I've had two experiences in the last 24hrs that as they are both different I feel I acted the same. One being a family member that my gut says is in a situation where they may be caught up in some shiny stuff and not acknowledging their full feelings. And another where a dear friend needed someone to understand them but never reached out because they've felt like they were wrong for feeling the way they did.

So in the first instance with family, I didn't necessarily ask if they were sure about their situation, I implied it by stating that I was happy they were sure because when people are not sure *gut sure* things can go badly. I told a story about a personal experience where a couple of my friends thought they were sure about their to be long term commitments but in their gut was the tiny spark of doubt because small things were going on that could have been see as signs. I told how those people when they didn't listen or pay attention to those signs the ended up leaving those situations. I never once said that is whats going to happen to her, I simply said, I am happy you're sure, because I've seen what can happen when people are not. She took this story telling as me being negative towards her situation. Where she said she's happy and sure about her commitments.  She interpreted my sharing of other peoples story as an offence and began defending her situation. I think personally, if you're that sure about what you're doing, and the choices you've made, then a story of other people not working out shouldn't offend you.  I think I was correct to speak up. I don't think she thought so, but this would not be the first time someone didn't like my message.

On the second experience, My dear friend has gone though a tough divorce, there was not a lot of friendliness in it at all. There is also a child involved. She was telling me all about how unfortunately her ex husband has now developed a serious illness in the midst of their divorce and she had concern for his well being. I told her it was completely okay to be concerned and to put all the negativity behind them to focus on supporting family.  This surprised her. She shared that being kind in this situation was something she really wanted but felt she couldn't because everyone around her things she should still be angry. She started to open up about how deep down inside she thought she might still love him as a friend and missed that he was her best friend for so long. I encouraged her to tell him that. Again she was surprised I said that. "BEX thank you so much for saying that, you're the first person that made me feel it was okay" "Of Course it's okay to love him and miss him. Love is the strongest energy in the world and he's still your family. Why keep fighting when you don't even want to anymore. Why not be open and honest and tell him you love him and you miss your friendship!!, He is going through medical problems right now, love and friendship is going to help everyone a lot more right now, a lot more than anger and resentment." Plus, your kid can learn kindness, forgiveness and love from this situation!"

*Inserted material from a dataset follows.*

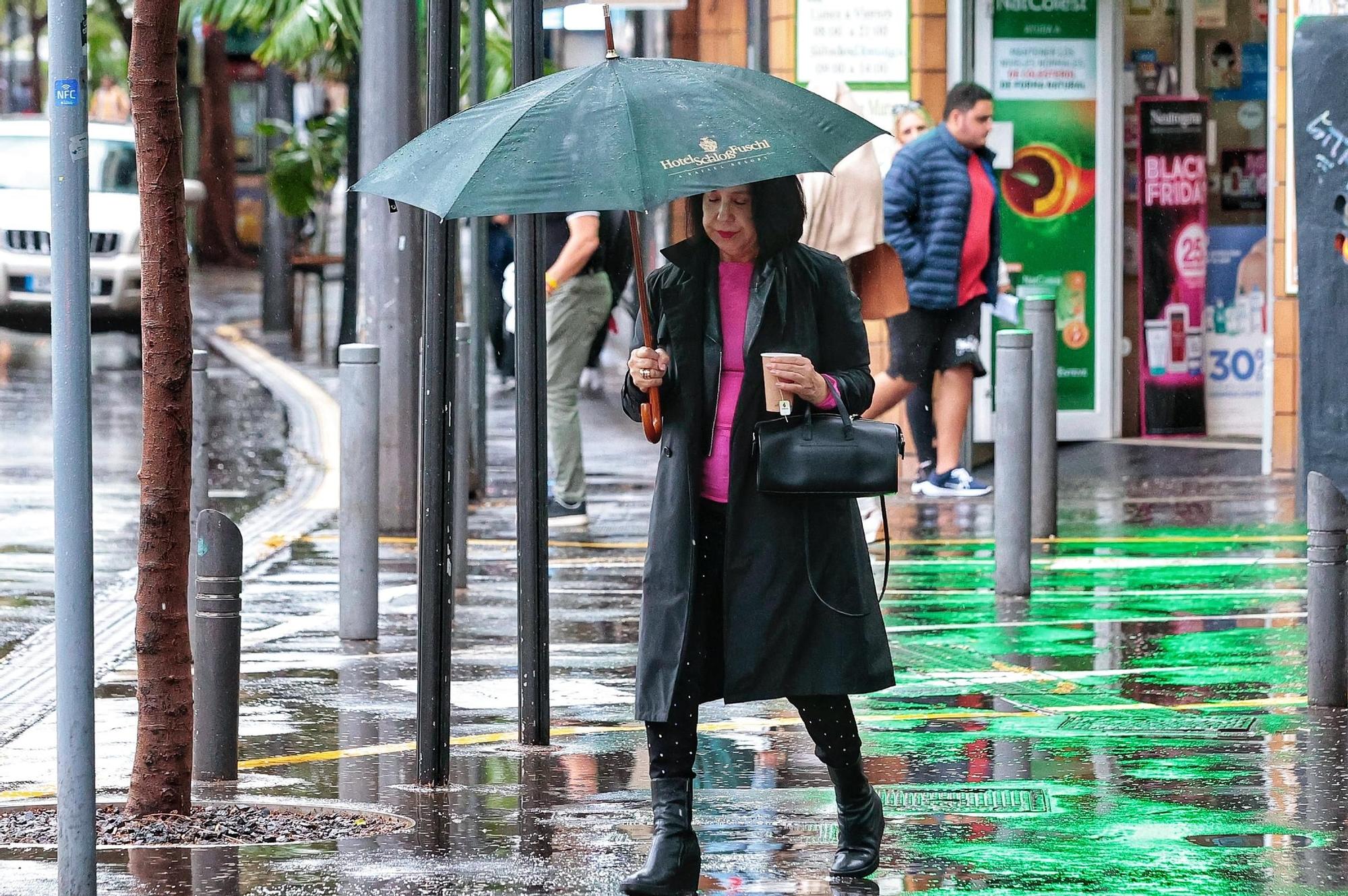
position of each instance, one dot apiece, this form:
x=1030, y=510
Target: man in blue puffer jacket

I think this was the first time in a long time she cried. She cried relief that this might work out okay, she cried because I was the first and only person who told her it was okay to have the feelings she did. She is a love and kindness person and the anger and resentment of her divorce wore so harsh on her she hatted the whole experience. So I suggested to do it her way, because just maybe he missed his best friend too, and just maybe in this tough time for him, he needed her. In this situation, again I am glad I spoke up, I feel it gave my friend a voice that she didn't think she could have.

So what are your experiences? Have you ever thought I should have said something but felt it wasn't okay to speak your mind? Have you ever held conviction that what you said was exactly as it should be, regardless of consequences?  In both these instances I have done exactly this before with each of them, the difference is one thinks I should mind my own business and one trusts that as a friend I am always going to tell her the truth and that I always have her best interest in mind. So who is right?